Il punto di partenza è stato quello di capire quale sia il metodo migliore per misurare questa performance senza farsi influenzare. Il campione in questo caso è fondamentale: cultura, classe sociale e posizione geografica possono influenzare il risultato ed è semplicemente intuibile; l’allenamento delle proprie capacità e la possibilità di stare vicino a chi detiene conoscenze avanzate danno sempre strumenti migliori per affrontare i problemi. Da questo lato la sfida è molto interessante perché sappiamo bene quanto un bias cognitivo possa influenzare non solo i risultati ma anche la loro interpretazione.

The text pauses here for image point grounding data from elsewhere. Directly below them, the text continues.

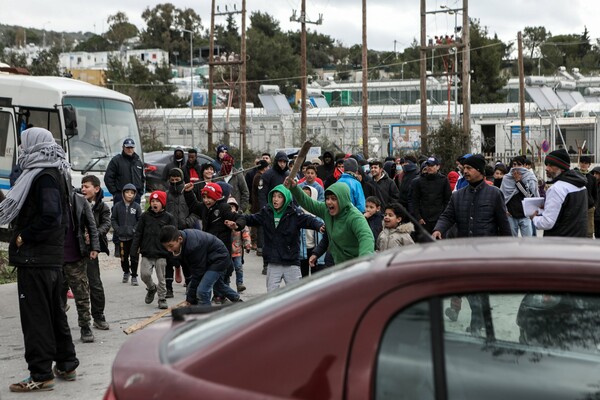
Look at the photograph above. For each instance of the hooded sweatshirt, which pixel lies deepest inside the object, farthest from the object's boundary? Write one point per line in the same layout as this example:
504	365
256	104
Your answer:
281	229
348	230
396	237
565	208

Per questa analisi si è quindi deciso di usare gli scacchi come metro; le partite, infatti, sono catalogate dal 1890 e la vittoria è legata a processi cognitivi prettamente meritocratici dove tutti quei parametri in cui il dato può essere influenzato hanno meno peso. Il bacino si è presentato piuttosto ampio, sono a disposizione tutte le mosse in un arco di 125 anni, circa 24.000 partite. A questo punto sono stati elaborati collegando età e qualità delle mosse e la velocità con cui venivano eseguite, una ad una; per analizzare la validità delle mosse è stato usato un famoso motore di scacchi open source Stockfish.

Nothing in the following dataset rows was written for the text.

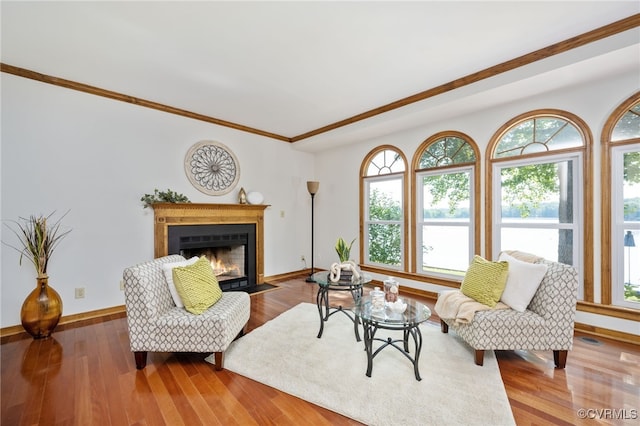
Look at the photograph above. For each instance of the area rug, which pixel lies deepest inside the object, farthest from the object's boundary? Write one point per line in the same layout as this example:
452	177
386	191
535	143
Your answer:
285	354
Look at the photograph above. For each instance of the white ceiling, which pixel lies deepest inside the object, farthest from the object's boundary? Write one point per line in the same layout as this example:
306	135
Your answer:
292	67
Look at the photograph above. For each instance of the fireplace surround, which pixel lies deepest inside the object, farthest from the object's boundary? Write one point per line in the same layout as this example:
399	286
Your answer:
232	231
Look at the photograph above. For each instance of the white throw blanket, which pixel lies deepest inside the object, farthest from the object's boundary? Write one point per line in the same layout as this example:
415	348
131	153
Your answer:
453	304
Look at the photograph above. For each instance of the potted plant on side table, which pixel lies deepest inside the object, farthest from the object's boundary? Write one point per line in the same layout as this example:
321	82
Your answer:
38	238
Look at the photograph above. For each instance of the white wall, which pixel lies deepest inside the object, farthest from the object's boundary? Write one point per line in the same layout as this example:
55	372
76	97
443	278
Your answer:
337	169
66	150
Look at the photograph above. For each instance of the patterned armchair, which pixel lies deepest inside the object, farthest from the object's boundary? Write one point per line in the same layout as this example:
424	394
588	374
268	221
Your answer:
157	325
546	324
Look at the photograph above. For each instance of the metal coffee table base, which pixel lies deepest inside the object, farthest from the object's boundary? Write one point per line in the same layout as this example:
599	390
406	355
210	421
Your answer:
413	330
325	310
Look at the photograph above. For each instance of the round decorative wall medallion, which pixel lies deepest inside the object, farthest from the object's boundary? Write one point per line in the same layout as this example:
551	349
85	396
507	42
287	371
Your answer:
212	168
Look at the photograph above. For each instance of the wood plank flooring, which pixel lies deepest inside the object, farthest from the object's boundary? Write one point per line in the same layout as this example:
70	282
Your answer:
85	375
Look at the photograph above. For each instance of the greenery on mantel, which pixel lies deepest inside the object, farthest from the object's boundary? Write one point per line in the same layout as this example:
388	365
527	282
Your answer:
167	196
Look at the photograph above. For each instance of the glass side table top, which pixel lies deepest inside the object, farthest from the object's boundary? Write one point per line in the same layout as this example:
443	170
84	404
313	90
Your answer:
322	278
415	313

Il risultato è piuttosto disarmante, è stato notato innanzitutto che il picco di performance è tra i 35 e i 45 anni. Questo va un poco a sfatare il fatto che la giovane età sia legata a performance migliori in assoluto. Da questo punto di vista si nota come l’avanzare dell’età non faccia che migliorare la qualità delle nostre capacità per molti anni; questo chiaramente da un punto di vista prettamente statistico, picchi in tutte le direzioni sono possibili e sono quelli che spesso danno forza ai nostri bias. I dati hanno anche mostrato una cosa altrettanto interessante sugli estremi di questa curva: la quantità di performance guadagnata e poi persa con l’età. Ci troviamo di fronte ad una campana schiacciata, prima sale (dai 20) e poi scende (verso i 55). L’escursione in ambo i lati, ovvero nei 20 e poi nei 55, è solamente intorno al 10%.

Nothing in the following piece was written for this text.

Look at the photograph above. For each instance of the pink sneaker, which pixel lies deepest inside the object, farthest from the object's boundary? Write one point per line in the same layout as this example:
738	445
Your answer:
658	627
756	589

In buona sostanza, ciò che è evidente è che la nostra volontà di fare carriera non deve essere influenzata dalla preoccupazione di non farcela al sopravanzare di una certa età; per lo meno non deve esserlo dal punto di vista delle capacità intellettive. Statisticamente non c’è un vero e proprio declino cognitivo, ma ci si trova più che altro di fronte alla stanchezza o alla propria ambizione di cambiamento. Molti informatici famosi hanno sostenuto questa affermazione: la carriera non deve essere intesa nella sola direzione manageriale; se chi si trova a dover prendere questa scelta ha la voglia e la passione, può continuare a fare questo lavoro a vita, non c’è qualcosa che veramente ce lo neghi dal punto di vista fisiologico. Che carriera intraprenderemo quindi deve essere frutto di un desiderio, di una necessità che non sia legata alla paura di invecchiare; anche questo tema sarà sicuramente rivisto negli anni a venire anche dal punto di vista del mercato del lavoro.

Se vi piace programmare e avere le mani in pasta ed essere operativi, non fatevi spaventare dell’avanzare dell’età: è più un bias che un ostacolo tangibile!

Conclusioni

In questo capitolo abbiamo parlato di come affrontare l’età nel mondo IT. Questo è sempre un tema delicato, e non riguarda solo il mondo IT, senza considerare che ci sono tanti fattori collegati ad esso: famiglia, figli, tempo che non basta mai per aggiornarsi e studiare, stanchezza, ecc.. L’obiettivo era di darti modo di fare le tue considerazioni, con l’auspicio che ciò possa portarti ad una maggiore chiarezza riguardo al tuo percorso professionale futuro, e che la passione, la volontà di dare sempre il tuo contributo e di condividere le tue esperienze con il team, possano continuare a farti a sviluppare con entusiasmo senza timore dell’età che avanza.